Il copione è spesso il medesimo: lo stalker (spesso un ex-fidanzato o marito), comincia a perseguitare quello che per lui è un oggetto ossessivo di desiderio, insinuandosi (con telefonate, sms o altri mezzi) ripetutamente nella vita privata della vittima. A volte, si realizza una vera e propria escalation persecutoria (partendo da episodi piuttosto innocui per giungere a episodi pericolosi per la vittima) che fa sfociare lo stalking in atti di violenza e, addirittura, se pur non frequentemente, in brutali omicidi .Tale assunto è confermato anche dalla giurisprudenza di legittimità (C. pen., Sez. III, 7.3.2014, n. 23485) e di merito (T. Mantova, 18.8.2009; T. Milano, 17.4.2009; T. Firenze, 22.10.2012). Il delitto non è, pertanto, configurabile in presenza di un’unica, per quanto grave, condotta di molestie e minaccia (C. pen., Sez. V, 24.9.2014, n. 48391), mentre è irrilevante il fatto che, all’interno del periodo di vessazione, la persona offesa abbia avuto transitori momenti di benevola rivalutazione del passato e di desiderio di pacificazione con il marito persecutore (C., Sez. V, 16.9.2014, n. 5313; C. pen., Sez. V, 17.6.2014, n. 41040). La condotta va, inoltre, valutata nella sua articolazione complessiva, tant’è che condotte in sé non punibili autonomamente potrebbero invece presentarsi rilevanti ai fini dell’integrazione del reato (C. pen., Sez. V, 23.4.2014, n. 37448).Per minaccia si intende la prospettazione ad altri di un male futuro ed ingiusto, la cui verificazione dipende dalla volontà dell’agente (C. pen., Sez. V, 12.5.2010, n. 21601).

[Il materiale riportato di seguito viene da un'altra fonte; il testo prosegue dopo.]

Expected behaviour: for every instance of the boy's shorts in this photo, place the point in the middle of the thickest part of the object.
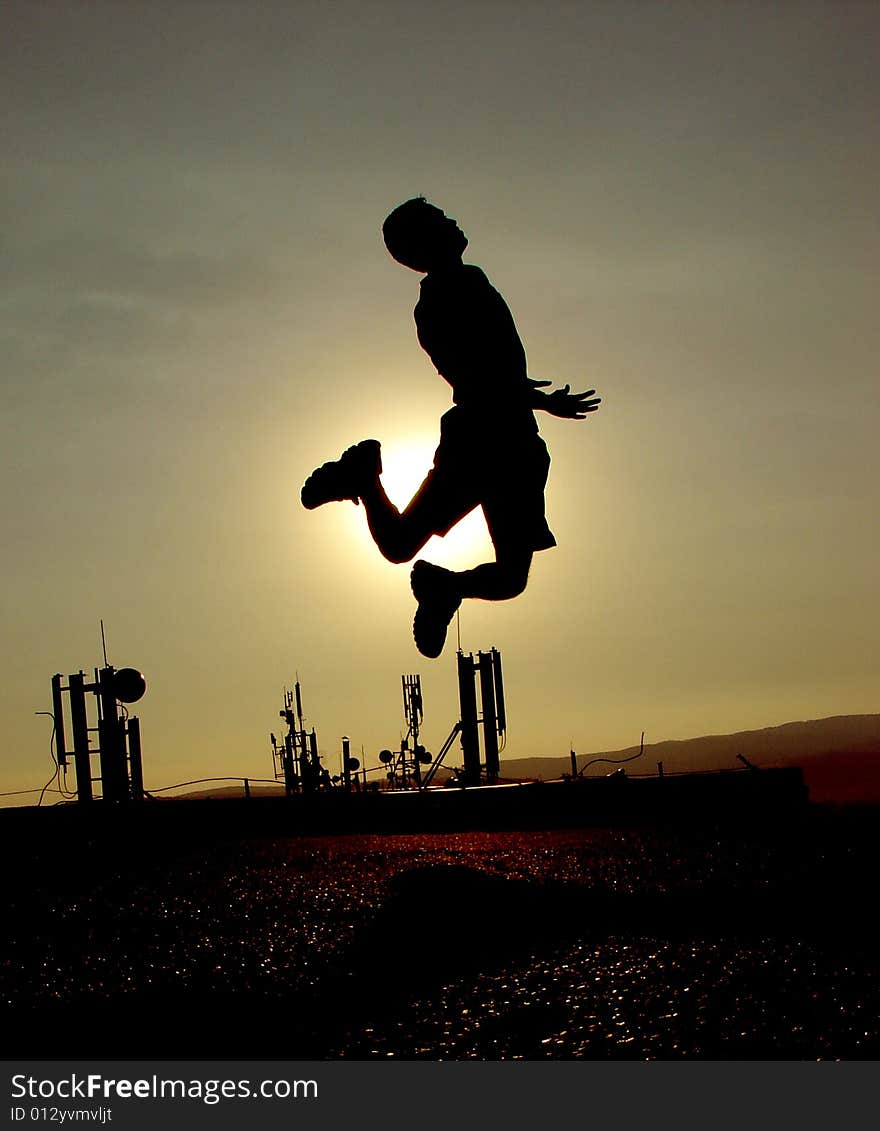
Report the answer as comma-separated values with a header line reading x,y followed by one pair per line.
x,y
505,471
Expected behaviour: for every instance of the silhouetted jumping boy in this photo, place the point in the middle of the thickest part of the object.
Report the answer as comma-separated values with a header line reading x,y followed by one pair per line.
x,y
490,452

Per molestia deve intendersi tutto ciò che viene ad alterare dolosamente, fastidiosamente e importunamente, in modo immediato o mediato, lo “stato psichico” di una persona (C. pen., Sez. V, 27.9.2007, n. 40748; C. pen., Sez. I, 24.3.2005, n. 19718).

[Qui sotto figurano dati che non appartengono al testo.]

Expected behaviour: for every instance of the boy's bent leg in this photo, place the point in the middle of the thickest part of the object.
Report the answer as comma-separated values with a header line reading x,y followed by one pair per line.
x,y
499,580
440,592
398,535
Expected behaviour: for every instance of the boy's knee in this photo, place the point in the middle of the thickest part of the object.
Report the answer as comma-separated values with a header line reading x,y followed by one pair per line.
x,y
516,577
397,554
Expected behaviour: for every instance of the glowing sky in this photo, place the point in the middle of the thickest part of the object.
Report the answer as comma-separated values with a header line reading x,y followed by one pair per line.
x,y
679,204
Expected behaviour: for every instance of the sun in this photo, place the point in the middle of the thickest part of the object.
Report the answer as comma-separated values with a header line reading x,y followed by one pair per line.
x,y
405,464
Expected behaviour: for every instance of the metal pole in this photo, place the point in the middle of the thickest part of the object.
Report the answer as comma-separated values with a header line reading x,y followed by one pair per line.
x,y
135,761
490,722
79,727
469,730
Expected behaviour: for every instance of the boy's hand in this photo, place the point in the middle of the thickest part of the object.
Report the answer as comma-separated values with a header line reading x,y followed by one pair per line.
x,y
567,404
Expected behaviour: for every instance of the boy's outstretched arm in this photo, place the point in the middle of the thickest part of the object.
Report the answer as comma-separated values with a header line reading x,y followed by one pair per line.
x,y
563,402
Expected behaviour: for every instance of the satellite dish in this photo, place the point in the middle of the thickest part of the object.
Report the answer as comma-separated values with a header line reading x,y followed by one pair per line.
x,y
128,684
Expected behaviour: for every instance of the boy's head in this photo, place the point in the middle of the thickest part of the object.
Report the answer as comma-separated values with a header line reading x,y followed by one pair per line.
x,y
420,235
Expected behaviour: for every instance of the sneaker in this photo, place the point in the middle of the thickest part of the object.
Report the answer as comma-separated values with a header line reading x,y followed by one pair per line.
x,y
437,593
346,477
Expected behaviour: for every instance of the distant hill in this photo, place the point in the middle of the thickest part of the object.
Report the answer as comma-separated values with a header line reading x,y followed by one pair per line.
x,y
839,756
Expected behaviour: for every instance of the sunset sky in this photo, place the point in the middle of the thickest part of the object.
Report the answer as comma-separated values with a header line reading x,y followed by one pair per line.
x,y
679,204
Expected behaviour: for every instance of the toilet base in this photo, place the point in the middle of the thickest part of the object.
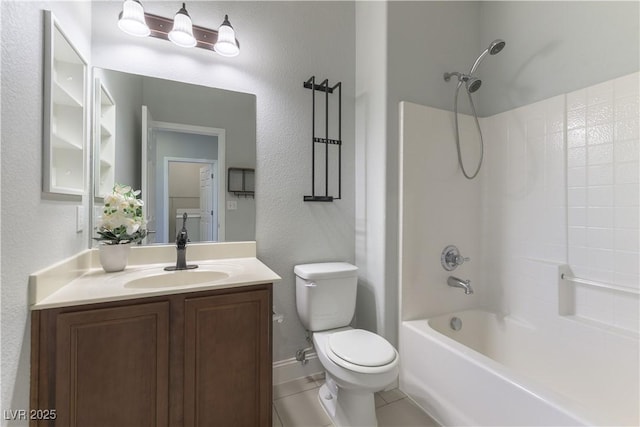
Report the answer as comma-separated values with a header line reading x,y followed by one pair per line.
x,y
347,408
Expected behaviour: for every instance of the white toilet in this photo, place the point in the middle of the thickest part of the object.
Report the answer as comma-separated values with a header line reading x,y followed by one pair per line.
x,y
357,362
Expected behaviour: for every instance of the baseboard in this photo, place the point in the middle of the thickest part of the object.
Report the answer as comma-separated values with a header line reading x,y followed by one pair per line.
x,y
290,369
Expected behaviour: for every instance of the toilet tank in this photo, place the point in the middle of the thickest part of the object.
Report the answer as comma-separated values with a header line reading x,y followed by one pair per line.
x,y
326,294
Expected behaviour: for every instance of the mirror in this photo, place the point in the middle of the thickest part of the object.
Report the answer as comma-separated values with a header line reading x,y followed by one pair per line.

È configurabile la condotta di atti persecutori tramite molestie, ad esempio, nel comportamento di chi reiteratamente telefoni alla persona offesa presso il luogo di lavoro trasmettendo messaggi dal contenuto ingiurioso e con riferimenti espliciti alla vita sessuale, così cagionando un grave e perdurante stato d’ansia (T. Milano, 5.9.2009), o nel comportamento di chi reiteratamente invii alla persona offesa “sms” e messaggi di posta elettronica o postali sui cosiddetti “social network”, nonché divulghi attraverso questi ultimi filmati ritraenti rapporti sessuali intrattenuti dall’autore del reato con la medesima (C. pen., Sez VI, 16.7.2010, n. 32404) o, ancora, nel comportamento di chi, con pedinamenti sistematici, appostamenti e con una serie continua di telefonate, offendendone il decoro e l’onore della persona offesa, inviando delle missive all’indirizzo della stessa, abbia ingenerato nella vittima un continuativo stato di preoccupazione ed una sensibile modificazione delle normali abitudini di vita (A. Milano, 27.9.2011). Integra il delitto di cui all’art. 612 bis c.p. la reiterata redazione e ripetuta diffusione di messaggi funzionali a umiliare due coniugi, a violare la loro riservatezza, a rappresentare la vita sessuale della moglie come aperta a soggetti estranei (C. pen., Sez. V, 5.3-10.7.2015, n. 29826). in particolare, l’aggravamento di pena scatta «se il fatto è commesso dal coniuge, anche separato o divorziato, o da persona che è o è stata legata da relazione affettiva alla persona offesa ovvero se il fatto è commesso attraverso strumenti informatici o telematici».Il delitto in analisi è punito, di regola, a querela della persona offesa. Vista la particolare natura del reato, e’ previsto il c.d. “microsistema di tutela integrata” e, in particolare, del provvedimento di ammonimento del questore. Detta norma attribuisce al questore il potere di ammonire oralmente il soggetto, prima della proposizione della querela, nei cui confronti è stato richiesto il provvedimento, «a tenere una condotta conforme alla legge». La vittima può esporre i fatti all’autorità di pubblica sicurezza avanzando richiesta al questore di ammonimento nei confronti dell’autore della condotta.

Per sottrarti alla violenza ed allo sfruttamento dello psicopatico o narcisista patologico devi recuperare la tua capacità di azione, di difesa, la tua autostima ed i tuoi confini.

Devi uscire  dal ruolo di vittima passiva di questo predatore e tornare ad essere la padrona delle tue scelte e della tua vita.